Kontroversi istilah “londo ireng” yang diucapkan Presiden Prabowo Subianto masih memantik reaksi keras. Mantan Menko Polhukam Mahfud MD menilai ucapan tersebut menunjukkan cara pemerintah yang keliru dalam menghadapi kritik.
Mahfud menyoroti bahwa istilah itu sarat dengan beban sejarah. Dalam tradisi Jawa, “londo ireng” berarti “Belanda hitam” dan dahulu dipakai untuk menyebut pihak yang dianggap berpihak pada kolonial Belanda. Konotasinya negatif, identik dengan pengkhianatan terhadap perjuangan rakyat.

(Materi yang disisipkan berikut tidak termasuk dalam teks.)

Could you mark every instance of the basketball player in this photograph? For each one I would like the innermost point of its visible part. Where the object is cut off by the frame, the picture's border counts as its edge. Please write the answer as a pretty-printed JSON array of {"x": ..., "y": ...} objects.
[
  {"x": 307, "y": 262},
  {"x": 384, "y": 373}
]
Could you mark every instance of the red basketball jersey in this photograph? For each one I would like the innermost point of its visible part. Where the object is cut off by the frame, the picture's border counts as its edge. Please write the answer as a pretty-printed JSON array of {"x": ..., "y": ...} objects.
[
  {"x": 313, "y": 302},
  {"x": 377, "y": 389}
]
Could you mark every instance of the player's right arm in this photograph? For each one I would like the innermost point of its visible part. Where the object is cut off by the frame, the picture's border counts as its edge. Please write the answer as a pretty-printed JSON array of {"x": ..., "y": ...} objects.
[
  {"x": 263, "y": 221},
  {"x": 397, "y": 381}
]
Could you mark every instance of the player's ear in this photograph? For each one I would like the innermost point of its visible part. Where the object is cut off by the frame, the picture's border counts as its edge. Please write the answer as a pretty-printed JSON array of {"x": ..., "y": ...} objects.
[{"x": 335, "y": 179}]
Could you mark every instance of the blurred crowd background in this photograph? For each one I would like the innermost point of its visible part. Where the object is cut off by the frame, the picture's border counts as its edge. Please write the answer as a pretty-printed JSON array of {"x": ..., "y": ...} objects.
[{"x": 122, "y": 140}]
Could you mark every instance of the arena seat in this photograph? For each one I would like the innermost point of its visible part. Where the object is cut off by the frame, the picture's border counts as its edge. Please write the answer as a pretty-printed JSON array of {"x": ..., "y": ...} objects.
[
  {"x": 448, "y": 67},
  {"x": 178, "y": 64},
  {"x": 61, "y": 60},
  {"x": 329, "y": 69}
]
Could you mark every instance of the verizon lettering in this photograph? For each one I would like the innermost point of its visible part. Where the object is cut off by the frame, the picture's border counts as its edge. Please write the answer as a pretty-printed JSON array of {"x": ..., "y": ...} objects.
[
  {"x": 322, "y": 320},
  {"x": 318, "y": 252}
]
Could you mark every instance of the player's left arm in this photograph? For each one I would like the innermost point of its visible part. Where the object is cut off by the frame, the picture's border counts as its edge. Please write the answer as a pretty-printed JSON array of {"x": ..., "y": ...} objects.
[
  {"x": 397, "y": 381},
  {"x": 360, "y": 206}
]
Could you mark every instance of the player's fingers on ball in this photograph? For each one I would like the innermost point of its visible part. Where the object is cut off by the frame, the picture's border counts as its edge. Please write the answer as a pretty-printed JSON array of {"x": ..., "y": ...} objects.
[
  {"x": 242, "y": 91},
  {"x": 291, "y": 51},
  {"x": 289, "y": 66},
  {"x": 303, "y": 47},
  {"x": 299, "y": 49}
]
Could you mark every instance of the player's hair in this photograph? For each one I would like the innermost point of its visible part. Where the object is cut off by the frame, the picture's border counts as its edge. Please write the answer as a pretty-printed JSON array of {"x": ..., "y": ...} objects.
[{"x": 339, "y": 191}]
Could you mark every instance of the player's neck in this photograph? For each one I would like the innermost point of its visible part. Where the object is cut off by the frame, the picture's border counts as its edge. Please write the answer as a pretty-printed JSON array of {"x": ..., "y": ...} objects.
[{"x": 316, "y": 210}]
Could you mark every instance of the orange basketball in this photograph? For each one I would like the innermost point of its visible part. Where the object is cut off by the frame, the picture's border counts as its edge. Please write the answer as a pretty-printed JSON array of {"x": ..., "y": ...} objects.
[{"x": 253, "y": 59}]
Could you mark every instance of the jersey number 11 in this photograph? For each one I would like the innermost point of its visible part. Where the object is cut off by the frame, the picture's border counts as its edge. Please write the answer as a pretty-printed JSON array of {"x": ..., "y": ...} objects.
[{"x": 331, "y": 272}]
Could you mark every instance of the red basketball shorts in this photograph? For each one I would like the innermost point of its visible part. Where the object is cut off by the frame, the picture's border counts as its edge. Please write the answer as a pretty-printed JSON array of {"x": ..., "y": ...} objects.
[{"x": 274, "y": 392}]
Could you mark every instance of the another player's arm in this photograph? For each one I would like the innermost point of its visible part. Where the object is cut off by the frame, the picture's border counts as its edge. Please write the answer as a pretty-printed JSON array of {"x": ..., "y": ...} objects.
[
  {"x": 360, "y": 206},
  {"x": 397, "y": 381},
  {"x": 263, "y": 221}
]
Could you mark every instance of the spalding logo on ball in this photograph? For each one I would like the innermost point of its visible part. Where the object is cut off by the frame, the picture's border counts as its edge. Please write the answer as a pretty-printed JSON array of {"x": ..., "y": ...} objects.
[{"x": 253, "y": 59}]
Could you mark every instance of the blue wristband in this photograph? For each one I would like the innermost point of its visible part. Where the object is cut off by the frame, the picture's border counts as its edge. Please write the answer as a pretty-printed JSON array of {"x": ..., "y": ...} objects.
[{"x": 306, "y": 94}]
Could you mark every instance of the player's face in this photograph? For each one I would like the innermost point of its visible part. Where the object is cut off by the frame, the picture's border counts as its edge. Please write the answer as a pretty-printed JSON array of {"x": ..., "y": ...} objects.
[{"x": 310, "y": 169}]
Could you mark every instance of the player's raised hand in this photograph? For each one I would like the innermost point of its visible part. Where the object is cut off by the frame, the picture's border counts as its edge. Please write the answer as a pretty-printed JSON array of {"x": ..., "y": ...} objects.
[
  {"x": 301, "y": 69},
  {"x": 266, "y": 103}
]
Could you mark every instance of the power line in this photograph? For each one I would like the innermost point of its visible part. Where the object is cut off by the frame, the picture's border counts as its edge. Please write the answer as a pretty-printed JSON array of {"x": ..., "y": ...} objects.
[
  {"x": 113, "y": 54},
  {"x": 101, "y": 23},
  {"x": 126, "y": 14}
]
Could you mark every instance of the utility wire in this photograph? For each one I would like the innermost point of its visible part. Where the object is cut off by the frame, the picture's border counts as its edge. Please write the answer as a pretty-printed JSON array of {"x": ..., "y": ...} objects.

Meski pihak Istana sudah menegaskan ucapan Presiden tidak ditujukan untuk semua jurnalis, pengamat, maupun LSM, Mahfud menilai klarifikasi itu tidak menghapus kesan pelabelan.
"Presiden ini tidak suka pada kritik, selalu mengatakan ini negara demokrasi, silakan kritik pemerintah, tapi sesudah itu menghantam balik para pengkritiknya tanpa penjelasan yang substantif," ucapnya dalam kanal YouTube Mahfud MD Official, dikutip Jumat (31/7).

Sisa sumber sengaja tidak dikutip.